Gilbert contributed drama criticism and humorous verse to various London periodicals under his boyhood nickname "Bab" and also illustrated several of his father's novels. His artwork for his own "Bab Ballads" (1866-1871) possesses a direct and quaint humor. In 1866 Gilbert began his career as a playwright. His penchant for satire was revealed in Dulcamara (1866), in which he ridiculed grand opera, and in several shorter burlesques. He had a series of dramatic successes, including The Palace of Truth (1870) and Pygmalion and Galatea (1871).
Gilbert's association with Sullivan was initiated in 1871. Their first major production, Trial by Jury (1875), produced under D'Oyly Carte's able management, contained Gilbert's characteristically gay and jibing wit, well accentuated by Sullivan's score. So popular was this work that a company was formed, and in rapid succession The Sorcerer (1877), H. M. S. Pinafore (1878), The Pirates of Penzance (1880), and Patience (1881) were performed in London and New York. The Savoy Theatre was constructed by Carte for their works, and the Savoyard productions included Iolanthe (1882), The Mikado (1885), Ruddigore (1887), The Yeoman of the Guard (1888), and The Gondoliers (1889).
The comic operas of Gilbert and Sullivan are characterized by sharply satirical attacks on Victorian bureaucracy, the grotesquely sentimental qualities of currently popular art and amusements, and contemporary topics such as the estheticism of Oscar Wilde. The cleverness of form and the acerbic wit gave their plays--especially The Mikado and H. M. S. Pinafore--a transcendent reference, and time has not diminished their relevance. Gilbert and Sullivan developed a new dramatic art form. No longer was the narrative subordinated to the music, as in formal opera, but rather through the integration of the two the characterizations and plot structure are rendered more meaningful. Gilbert's lyrics with their unique rhythms and internal rhymes suggested the music Sullivan provided for them.

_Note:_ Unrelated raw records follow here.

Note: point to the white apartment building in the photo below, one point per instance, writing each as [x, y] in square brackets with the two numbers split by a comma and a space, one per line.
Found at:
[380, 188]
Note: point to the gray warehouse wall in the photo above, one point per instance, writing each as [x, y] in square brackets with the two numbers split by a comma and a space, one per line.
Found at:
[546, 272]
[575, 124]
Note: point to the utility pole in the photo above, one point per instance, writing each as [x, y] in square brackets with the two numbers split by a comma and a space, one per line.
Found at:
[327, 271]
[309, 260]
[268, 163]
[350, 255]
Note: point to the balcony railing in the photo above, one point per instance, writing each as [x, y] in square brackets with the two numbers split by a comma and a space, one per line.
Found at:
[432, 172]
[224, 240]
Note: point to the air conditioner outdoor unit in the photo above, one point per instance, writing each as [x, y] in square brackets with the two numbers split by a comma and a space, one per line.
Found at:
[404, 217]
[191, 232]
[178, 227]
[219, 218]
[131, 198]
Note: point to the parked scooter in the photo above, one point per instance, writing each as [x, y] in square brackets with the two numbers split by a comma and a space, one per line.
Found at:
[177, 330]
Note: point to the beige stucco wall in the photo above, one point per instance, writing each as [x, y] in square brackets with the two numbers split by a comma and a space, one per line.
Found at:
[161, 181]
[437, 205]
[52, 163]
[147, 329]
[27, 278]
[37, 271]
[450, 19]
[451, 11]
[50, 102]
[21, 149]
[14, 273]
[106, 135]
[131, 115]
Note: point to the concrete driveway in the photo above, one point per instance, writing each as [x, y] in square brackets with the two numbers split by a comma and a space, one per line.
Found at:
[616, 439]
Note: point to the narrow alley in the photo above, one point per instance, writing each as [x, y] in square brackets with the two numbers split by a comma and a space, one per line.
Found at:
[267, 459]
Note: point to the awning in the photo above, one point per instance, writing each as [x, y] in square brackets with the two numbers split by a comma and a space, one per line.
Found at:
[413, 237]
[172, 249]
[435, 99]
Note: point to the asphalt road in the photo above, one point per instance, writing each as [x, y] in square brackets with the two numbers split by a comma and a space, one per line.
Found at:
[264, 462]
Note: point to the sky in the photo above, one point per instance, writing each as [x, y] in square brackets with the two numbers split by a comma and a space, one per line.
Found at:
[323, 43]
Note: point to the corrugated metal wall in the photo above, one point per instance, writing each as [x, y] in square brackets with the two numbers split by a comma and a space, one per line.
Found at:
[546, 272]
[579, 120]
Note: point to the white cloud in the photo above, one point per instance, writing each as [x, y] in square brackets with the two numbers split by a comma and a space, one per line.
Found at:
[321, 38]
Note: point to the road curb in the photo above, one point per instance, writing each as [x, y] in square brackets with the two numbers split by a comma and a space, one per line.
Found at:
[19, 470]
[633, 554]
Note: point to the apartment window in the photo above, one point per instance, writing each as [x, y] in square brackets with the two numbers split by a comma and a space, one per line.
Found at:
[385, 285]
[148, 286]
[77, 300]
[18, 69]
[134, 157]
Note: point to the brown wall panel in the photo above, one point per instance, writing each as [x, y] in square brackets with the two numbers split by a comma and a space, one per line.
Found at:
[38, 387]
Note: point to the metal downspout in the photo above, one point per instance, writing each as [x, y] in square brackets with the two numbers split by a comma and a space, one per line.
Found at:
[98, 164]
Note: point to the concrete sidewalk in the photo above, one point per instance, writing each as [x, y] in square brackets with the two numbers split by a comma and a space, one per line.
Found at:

After 20 years of fruitful collaboration a conflict developed, and the two severed their relationship. The quarrel was actually between Gilbert and Carte over finances, but Sullivan had been drawn into the disagreement. A reconciliation was effected, but their subsequent productions fell short of their major accomplishments. Gilbert was knighted in 1907 and subsequently retired to Middlesex, where he lived as a country squire; he accidently drowned in 1911 near his estate there.